We actually do not need this strong of a guarantee — indeed, we need no iterators at all in our use case. What happens if we just abandon this general data structure in favor of one with the minimal operations we require? It seems we have come to a situation every budding computer scientist dreams of: to improve performance, we need to build a custom hash table.

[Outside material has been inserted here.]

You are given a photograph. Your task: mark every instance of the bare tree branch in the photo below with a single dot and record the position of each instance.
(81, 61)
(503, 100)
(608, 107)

If, like most of us, your CS fundamentals are rusty and you don’t write hash tables for fun or profit, consult the “Hash table” Wikipedia page for a refresher. In summary, we will need a list of buckets to hold our data items, a hash function and equality operation for the key type, and a collision strategy to deal with keys that hash to the same bucket. For simplicity of our V1 implementation, we’ll choose an open addressing scheme where any bucket is “open” (free to be used) for any hashed entry; in other words, we will consider buckets in addition to the one where the hash code matches. To deal with collisions, we will probe for open buckets with a linear probing sequence, meaning we will keep scanning through the buckets to find a free slot. With open addressing, the load factor (the percentage of the table we are allowed to fill before resizing) is quite important, so we need to keep this in mind as well.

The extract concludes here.